Puppy Love – Petting Your Puppy

When you have a new puppy you should start out as you mean to go on. Young dogs are just like most other young animals, they want to give and receive love. However, if you let every stranger who comes along indulge in petting your puppy then you could find yourself in trouble later on. Dogs who are used to being petted by everyone they meet could develop challenging behavior when in a group because if they don’t recognize a pack leader, they will fight for that position.

Strangers and Your Puppy

Dogs, even very young pups have a pack mentality and you have to teach them that you are the leader of the pack. This means that they should look to you for how they should behave rather than to someone else. While you want your puppy to get along with other people, you need to teach them to remain a bit aloof when it comes to strangers. You don’t want your dog to be aggressive (unless it is a situation where you would tell them to be) but you don’t want them fawning over everyone either. Providing your dog is not scared of strangers you should ask the stranger not to touch your dog. If the puppy is frightened by other people then allow them to pat the dog. Once the puppy gets used to other people you should start being firm with regard to petting.

Your Puppy and the Family

Other members of the family should greet your puppy with a pat on the head but they should not make too much fuss of them. You want your dog to see other family members as part of the pack and you as the leader. On the other hand, if another family member has their own dog then you should not indulge in petting their animal, other than a pat on the head.

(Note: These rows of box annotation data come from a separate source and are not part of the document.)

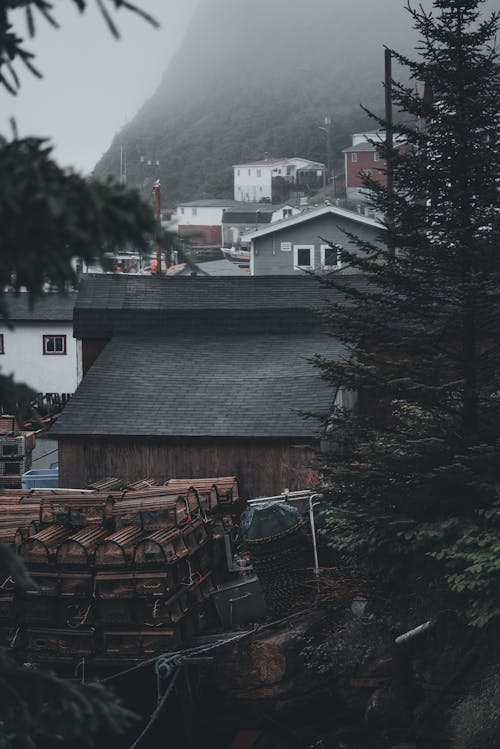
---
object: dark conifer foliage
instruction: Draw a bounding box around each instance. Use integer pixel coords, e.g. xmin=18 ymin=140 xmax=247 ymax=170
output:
xmin=317 ymin=0 xmax=500 ymax=625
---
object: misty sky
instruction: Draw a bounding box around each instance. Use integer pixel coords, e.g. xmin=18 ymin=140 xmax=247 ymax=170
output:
xmin=0 ymin=0 xmax=198 ymax=173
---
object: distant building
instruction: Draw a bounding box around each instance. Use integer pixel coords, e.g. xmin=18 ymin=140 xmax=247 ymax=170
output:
xmin=233 ymin=157 xmax=325 ymax=203
xmin=343 ymin=130 xmax=387 ymax=200
xmin=343 ymin=130 xmax=401 ymax=201
xmin=0 ymin=291 xmax=79 ymax=395
xmin=175 ymin=199 xmax=297 ymax=247
xmin=241 ymin=206 xmax=383 ymax=276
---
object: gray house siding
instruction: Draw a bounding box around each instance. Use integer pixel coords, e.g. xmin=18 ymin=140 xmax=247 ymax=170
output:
xmin=253 ymin=215 xmax=379 ymax=276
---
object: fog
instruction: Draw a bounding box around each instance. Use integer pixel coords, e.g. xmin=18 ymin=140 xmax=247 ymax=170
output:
xmin=0 ymin=0 xmax=495 ymax=173
xmin=0 ymin=0 xmax=198 ymax=173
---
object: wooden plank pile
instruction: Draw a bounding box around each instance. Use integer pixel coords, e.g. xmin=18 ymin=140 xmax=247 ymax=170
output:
xmin=0 ymin=477 xmax=239 ymax=662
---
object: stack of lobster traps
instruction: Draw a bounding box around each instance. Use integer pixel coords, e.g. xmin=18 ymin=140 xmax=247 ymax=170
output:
xmin=0 ymin=477 xmax=239 ymax=663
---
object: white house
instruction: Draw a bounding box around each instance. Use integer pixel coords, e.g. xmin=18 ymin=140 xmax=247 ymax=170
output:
xmin=241 ymin=206 xmax=384 ymax=276
xmin=233 ymin=157 xmax=325 ymax=203
xmin=0 ymin=291 xmax=81 ymax=395
xmin=175 ymin=199 xmax=298 ymax=247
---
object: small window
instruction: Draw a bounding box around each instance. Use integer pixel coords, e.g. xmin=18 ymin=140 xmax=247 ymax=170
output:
xmin=321 ymin=244 xmax=342 ymax=268
xmin=2 ymin=443 xmax=18 ymax=458
xmin=293 ymin=245 xmax=314 ymax=269
xmin=3 ymin=463 xmax=21 ymax=476
xmin=43 ymin=335 xmax=66 ymax=355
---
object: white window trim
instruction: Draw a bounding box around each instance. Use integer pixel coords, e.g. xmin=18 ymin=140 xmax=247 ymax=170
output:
xmin=293 ymin=244 xmax=314 ymax=270
xmin=319 ymin=243 xmax=342 ymax=268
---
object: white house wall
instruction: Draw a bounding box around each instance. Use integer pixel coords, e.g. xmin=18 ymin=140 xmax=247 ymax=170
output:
xmin=234 ymin=164 xmax=276 ymax=203
xmin=0 ymin=321 xmax=78 ymax=394
xmin=176 ymin=206 xmax=225 ymax=226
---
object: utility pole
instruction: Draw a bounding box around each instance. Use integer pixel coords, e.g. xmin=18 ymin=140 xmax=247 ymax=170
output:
xmin=319 ymin=114 xmax=332 ymax=192
xmin=120 ymin=146 xmax=127 ymax=185
xmin=153 ymin=179 xmax=161 ymax=274
xmin=384 ymin=47 xmax=394 ymax=192
xmin=384 ymin=47 xmax=396 ymax=255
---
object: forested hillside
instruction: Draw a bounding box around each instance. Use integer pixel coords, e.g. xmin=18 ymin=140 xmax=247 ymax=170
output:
xmin=95 ymin=0 xmax=418 ymax=205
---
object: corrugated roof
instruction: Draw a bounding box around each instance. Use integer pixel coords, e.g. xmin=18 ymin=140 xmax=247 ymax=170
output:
xmin=222 ymin=208 xmax=274 ymax=225
xmin=241 ymin=205 xmax=384 ymax=242
xmin=342 ymin=141 xmax=378 ymax=153
xmin=51 ymin=334 xmax=345 ymax=438
xmin=3 ymin=290 xmax=77 ymax=322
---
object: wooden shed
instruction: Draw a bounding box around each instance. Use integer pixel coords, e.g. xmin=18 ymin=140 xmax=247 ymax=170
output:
xmin=134 ymin=528 xmax=188 ymax=567
xmin=52 ymin=275 xmax=347 ymax=494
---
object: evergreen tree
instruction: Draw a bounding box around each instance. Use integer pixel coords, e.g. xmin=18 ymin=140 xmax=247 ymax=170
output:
xmin=317 ymin=0 xmax=500 ymax=625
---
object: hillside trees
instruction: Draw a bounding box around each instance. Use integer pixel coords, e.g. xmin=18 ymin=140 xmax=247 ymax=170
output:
xmin=317 ymin=0 xmax=500 ymax=625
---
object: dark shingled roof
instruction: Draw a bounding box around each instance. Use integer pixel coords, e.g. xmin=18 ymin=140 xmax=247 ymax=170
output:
xmin=51 ymin=332 xmax=344 ymax=439
xmin=222 ymin=209 xmax=273 ymax=225
xmin=74 ymin=274 xmax=365 ymax=338
xmin=3 ymin=290 xmax=77 ymax=322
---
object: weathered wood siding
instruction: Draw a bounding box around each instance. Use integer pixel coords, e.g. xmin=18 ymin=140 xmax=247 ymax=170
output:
xmin=59 ymin=437 xmax=315 ymax=496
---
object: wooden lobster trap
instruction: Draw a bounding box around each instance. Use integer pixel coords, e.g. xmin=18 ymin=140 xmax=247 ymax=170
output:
xmin=56 ymin=525 xmax=109 ymax=568
xmin=103 ymin=628 xmax=180 ymax=659
xmin=134 ymin=567 xmax=177 ymax=598
xmin=94 ymin=525 xmax=144 ymax=569
xmin=40 ymin=493 xmax=115 ymax=530
xmin=94 ymin=598 xmax=134 ymax=627
xmin=94 ymin=571 xmax=135 ymax=600
xmin=134 ymin=528 xmax=188 ymax=567
xmin=134 ymin=591 xmax=189 ymax=627
xmin=19 ymin=525 xmax=71 ymax=567
xmin=0 ymin=589 xmax=14 ymax=626
xmin=114 ymin=487 xmax=200 ymax=533
xmin=25 ymin=627 xmax=95 ymax=660
xmin=182 ymin=519 xmax=208 ymax=554
xmin=88 ymin=476 xmax=122 ymax=493
xmin=59 ymin=571 xmax=94 ymax=598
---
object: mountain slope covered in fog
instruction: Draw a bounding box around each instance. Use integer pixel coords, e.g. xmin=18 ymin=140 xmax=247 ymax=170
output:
xmin=95 ymin=0 xmax=418 ymax=205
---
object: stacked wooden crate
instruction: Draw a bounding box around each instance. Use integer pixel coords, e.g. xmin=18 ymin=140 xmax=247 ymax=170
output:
xmin=0 ymin=478 xmax=238 ymax=661
xmin=0 ymin=415 xmax=35 ymax=489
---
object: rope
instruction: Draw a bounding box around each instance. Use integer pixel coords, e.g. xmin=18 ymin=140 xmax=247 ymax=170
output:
xmin=125 ymin=632 xmax=249 ymax=749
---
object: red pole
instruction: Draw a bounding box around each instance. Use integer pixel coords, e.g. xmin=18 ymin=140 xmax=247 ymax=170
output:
xmin=153 ymin=179 xmax=161 ymax=273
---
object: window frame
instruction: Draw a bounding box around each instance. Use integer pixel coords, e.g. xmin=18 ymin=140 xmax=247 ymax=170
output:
xmin=42 ymin=333 xmax=68 ymax=356
xmin=319 ymin=242 xmax=342 ymax=270
xmin=293 ymin=244 xmax=314 ymax=270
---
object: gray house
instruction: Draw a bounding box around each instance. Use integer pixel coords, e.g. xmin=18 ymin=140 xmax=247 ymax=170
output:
xmin=241 ymin=206 xmax=384 ymax=276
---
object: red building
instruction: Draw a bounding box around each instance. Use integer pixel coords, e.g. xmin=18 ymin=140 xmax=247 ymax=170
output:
xmin=343 ymin=131 xmax=386 ymax=200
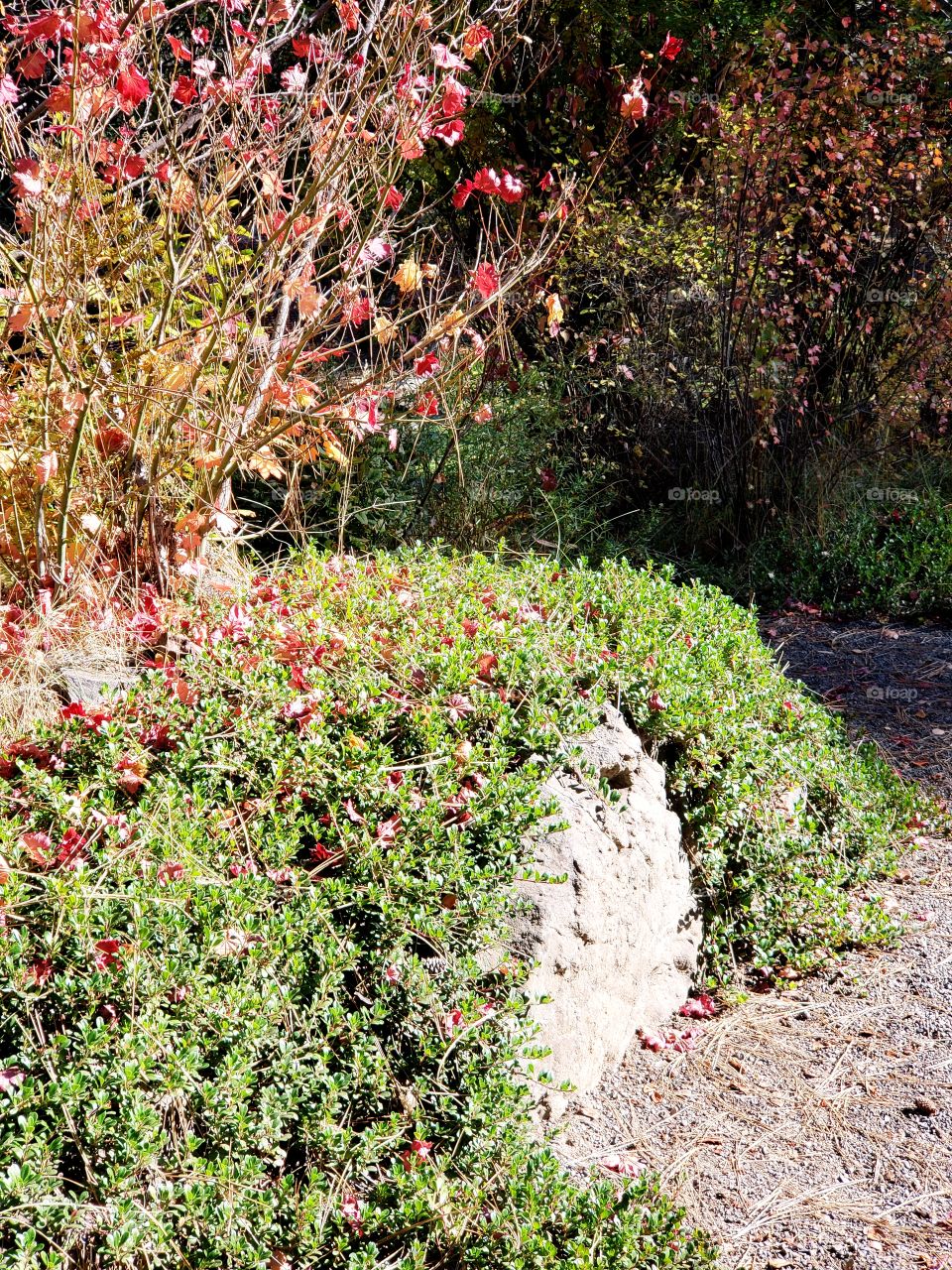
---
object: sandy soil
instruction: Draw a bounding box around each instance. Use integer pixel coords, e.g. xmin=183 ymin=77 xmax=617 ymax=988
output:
xmin=556 ymin=615 xmax=952 ymax=1270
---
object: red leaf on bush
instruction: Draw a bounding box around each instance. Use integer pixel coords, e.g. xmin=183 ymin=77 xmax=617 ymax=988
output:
xmin=27 ymin=957 xmax=54 ymax=988
xmin=470 ymin=262 xmax=499 ymax=300
xmin=0 ymin=1067 xmax=27 ymax=1093
xmin=476 ymin=653 xmax=499 ymax=680
xmin=115 ymin=66 xmax=153 ymax=114
xmin=165 ymin=36 xmax=191 ymax=63
xmin=10 ymin=159 xmax=44 ymax=198
xmin=416 ymin=393 xmax=439 ymax=419
xmin=172 ymin=75 xmax=198 ymax=105
xmin=432 ymin=119 xmax=466 ymax=146
xmin=19 ymin=830 xmax=54 ymax=869
xmin=452 ymin=179 xmax=476 ymax=209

You might think that this advice is strange but because dogs are pack animals they only recognize one true master. The no petting rule or reduced petting by other family members will help a puppy to see you as the pack leader. Dogs understand rank within a pack and when there is none they become confused. Any training that your new puppy needs should come from you. Other family members may walk the dog and may even feed it sometimes, but they should not be involved in the training process. If you don’t want the puppy to become confused then you will need to get your puppy, and other people, used to the fact that most of the petting comes from you. This means that the puppy will come to see you as the centre of its universe and will want to please you more than other people.